Once again, Fang Yongnian was at a loss for words.
“I just came to deliver the purple sweet potato buns.” Actually, I also wanted to see you.
Lu Yixin turned that thought over in her mind.
“I’ll go back first.” She finished the cocoa in her cup, stood up, and stuffed several of her family’s lunchboxes from the kitchen into her backpack.
“You’ve lost a lot of weight.” She slung the backpack over her shoulders, chattering as she put on her shoes. “If you get any thinner, I’ll call your brother.”
“I made sure to save his number last time.”
Standing by the open door, Lu Yixin held out her hand toward Fang Yongnian. “Do you have any trash you want me to take down?”
She stood there naturally, familiarly. Just like she did every time she came to his home.
Fang Yongnian felt that the string of words she had just spoken—those words that by logic had no standing but somehow made perfect sense—had almost convinced him.
If only the world were as simple as she thought.
If only she could stay that simple, forever.
___
Author’s note:
See? It’s sweet, right?

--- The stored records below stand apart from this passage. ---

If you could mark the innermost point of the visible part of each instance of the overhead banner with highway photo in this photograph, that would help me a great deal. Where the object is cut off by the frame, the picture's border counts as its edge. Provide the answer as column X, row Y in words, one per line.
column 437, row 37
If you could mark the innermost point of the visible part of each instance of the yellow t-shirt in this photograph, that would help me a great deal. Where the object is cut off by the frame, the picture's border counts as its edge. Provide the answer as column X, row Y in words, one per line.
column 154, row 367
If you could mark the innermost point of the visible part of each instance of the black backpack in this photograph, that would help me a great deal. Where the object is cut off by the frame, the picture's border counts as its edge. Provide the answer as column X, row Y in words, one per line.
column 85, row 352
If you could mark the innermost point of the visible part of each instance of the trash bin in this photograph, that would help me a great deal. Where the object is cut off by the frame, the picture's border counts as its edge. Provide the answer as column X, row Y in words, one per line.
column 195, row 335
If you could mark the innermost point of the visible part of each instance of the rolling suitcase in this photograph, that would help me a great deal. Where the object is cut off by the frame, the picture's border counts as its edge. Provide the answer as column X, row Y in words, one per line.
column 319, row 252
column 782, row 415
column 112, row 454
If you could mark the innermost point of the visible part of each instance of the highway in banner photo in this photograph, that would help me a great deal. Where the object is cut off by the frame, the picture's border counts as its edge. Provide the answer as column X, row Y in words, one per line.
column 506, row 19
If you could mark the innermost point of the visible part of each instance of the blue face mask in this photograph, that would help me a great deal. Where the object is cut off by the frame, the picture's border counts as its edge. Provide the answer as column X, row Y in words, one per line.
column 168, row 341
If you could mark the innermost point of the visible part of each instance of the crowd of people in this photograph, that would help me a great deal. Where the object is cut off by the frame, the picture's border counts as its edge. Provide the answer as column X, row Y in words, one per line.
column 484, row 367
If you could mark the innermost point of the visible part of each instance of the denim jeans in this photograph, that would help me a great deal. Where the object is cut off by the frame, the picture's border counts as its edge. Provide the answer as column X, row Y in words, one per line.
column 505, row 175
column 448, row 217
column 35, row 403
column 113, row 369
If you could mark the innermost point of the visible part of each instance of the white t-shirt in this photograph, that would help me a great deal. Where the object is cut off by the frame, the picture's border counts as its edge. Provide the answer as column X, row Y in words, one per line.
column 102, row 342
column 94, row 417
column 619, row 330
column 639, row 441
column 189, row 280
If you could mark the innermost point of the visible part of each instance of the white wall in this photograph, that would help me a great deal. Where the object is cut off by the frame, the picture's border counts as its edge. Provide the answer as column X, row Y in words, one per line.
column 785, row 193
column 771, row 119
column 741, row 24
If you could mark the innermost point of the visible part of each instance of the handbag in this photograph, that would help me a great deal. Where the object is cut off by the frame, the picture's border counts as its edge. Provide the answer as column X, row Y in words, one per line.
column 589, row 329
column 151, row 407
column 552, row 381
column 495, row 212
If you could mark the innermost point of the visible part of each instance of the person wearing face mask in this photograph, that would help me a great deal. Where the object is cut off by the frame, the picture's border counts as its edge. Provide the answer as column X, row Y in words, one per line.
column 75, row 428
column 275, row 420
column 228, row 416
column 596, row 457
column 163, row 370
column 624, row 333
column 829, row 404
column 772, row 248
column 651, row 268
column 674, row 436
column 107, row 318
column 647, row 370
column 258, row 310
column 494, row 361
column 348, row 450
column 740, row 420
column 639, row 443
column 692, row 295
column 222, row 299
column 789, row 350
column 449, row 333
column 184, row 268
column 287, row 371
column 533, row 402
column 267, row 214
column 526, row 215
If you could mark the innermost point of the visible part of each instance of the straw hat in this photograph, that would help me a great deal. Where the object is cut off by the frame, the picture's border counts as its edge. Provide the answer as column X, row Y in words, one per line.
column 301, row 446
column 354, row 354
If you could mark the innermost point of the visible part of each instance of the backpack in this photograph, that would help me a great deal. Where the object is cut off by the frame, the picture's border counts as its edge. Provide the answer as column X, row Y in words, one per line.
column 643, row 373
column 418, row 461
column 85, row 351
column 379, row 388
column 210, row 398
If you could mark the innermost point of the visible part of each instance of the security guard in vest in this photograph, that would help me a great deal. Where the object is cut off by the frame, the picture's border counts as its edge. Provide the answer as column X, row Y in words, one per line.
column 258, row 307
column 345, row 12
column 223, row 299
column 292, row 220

The little girl—open, upright, and honest.
Fang Yongnian is actually very good to Lu Yixin, though for now, it’s still the kind of goodness that comes from being an elder.
As for why the misunderstanding lasted so many years, Lu Boyuan had long stopped investigating (which basically means he had accepted that it was Fang Yongnian’s doing). The accident Fang Yongnian went through was a major one; it took him two years just to adapt to his prosthesis and for his body to recover enough to handle it. Digging up something that happened two years ago is very difficult, which is why everything has dragged on for so long.
They won’t doubt each other for too long. They’re both good people, so the resolution will come quickly.